A fusão foi aprovada pelas autoridades responsáveis pelos media e pela concorrência na UE e nos Estados Unidos. Contudo, o caso continua por resolver no Brasil. A possibilidade de acordar sem acesso aos serviços da indústria de entretenimento global tem pairado sobre milhões de consumidores brasileiros durante meses.

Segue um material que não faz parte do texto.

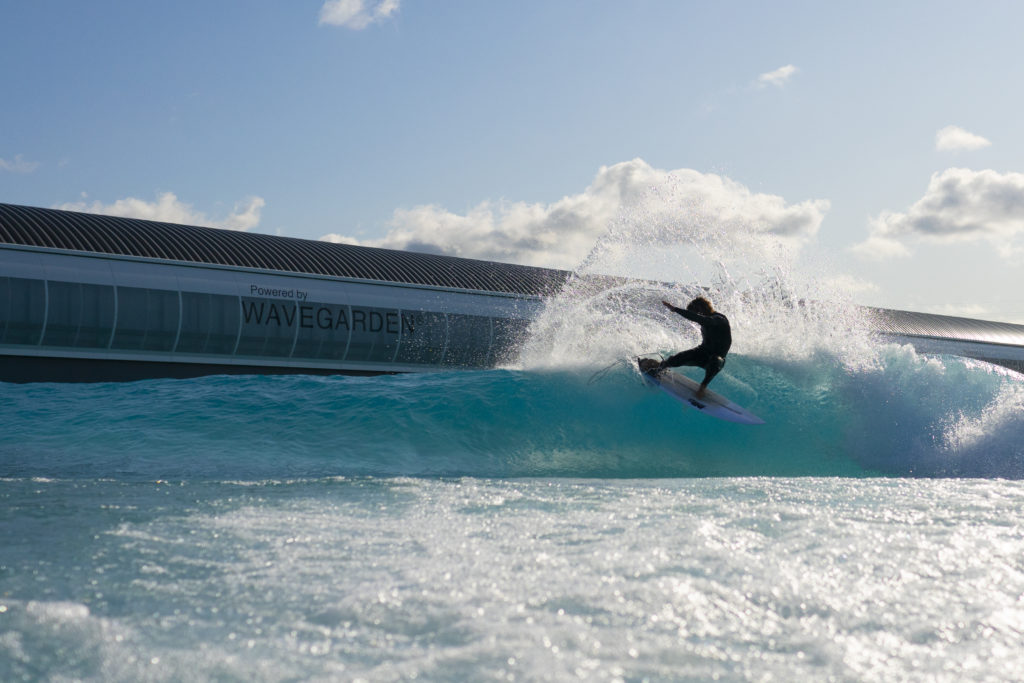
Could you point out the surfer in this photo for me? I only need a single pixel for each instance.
(716, 338)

A integração vertical costuma ser atacada devido à sua natureza anti-concorrência mas, agora que nos movemos para uma era de economia de plataformas, a competição mudou também. A Google e a Amazon, por exemplo, estão integradas verticalmente. Isto nada tem que ver com a competição entre a Google e os serviços de hardware que aceitam input de voz com a Amazon Echo: estes competem em mercados diferentes. A integração vertical limita-se a reduzir os custos de transação entre partes diferentes da cadeia de oferta, permitindo que as empresas sejam mais rápidas, para não dizer melhores, na prestação dos seus serviços.

A não revogação do Artigo 5º pode ter implicações graves no futuro da digitalização no Brasil, e fará com que o país se torne significativamente menos atrativo para o investimento estrangeiro por parte dos Estados Unidos e da UE. A chegada do 5G nos próximos anos irá levar a mais integração vertical entre diferentes setores. A popularidade de serviços de streaming over-the-top (Apple TV+, Google Play Movies & TV, Hulu, iTunes, Netflix, etc.), está a crescer no Brasil, enquanto que o mercado de canais pagos tem estado estagnado nos últimos anos. As regulações não deviam atraverssar-se no caminho do desenvolvimento do mercado digital: deviam abraçá-lo, bem como deviam abrir-se à variedade de opções que poderão daí provir.

Além do mais, os efeitos nocivos da legislação atual já se fizeram sentir pelos consumidores e pela indústria brasileira. Há menos de um mês atrás, a WarnerMedia anunciou a compra de 100% da HBO na América Latina, mas excluiu o Brasil das negociações. De acordo com o presidente do grupo, Gerhard Zeiler: ‘’Atualmente, investir diretamente no Brasil não é atrativo para nós por causa da incerteza regulatória existente.’’

Tempos de mudança exigem novas soluções. Infelizmente, as leis bem intencionadas do Brasil não estão a acompanhar a digitalização e as mudanças de mercado que ela implica. Revogar o Artigo 5º permitiria ao Brasil, um país onde 200 milhões de consumidores usam serviços mobile, criar um ecossistema digital moderno. Os fãs de Friends e Game of Thrones agradeceriam.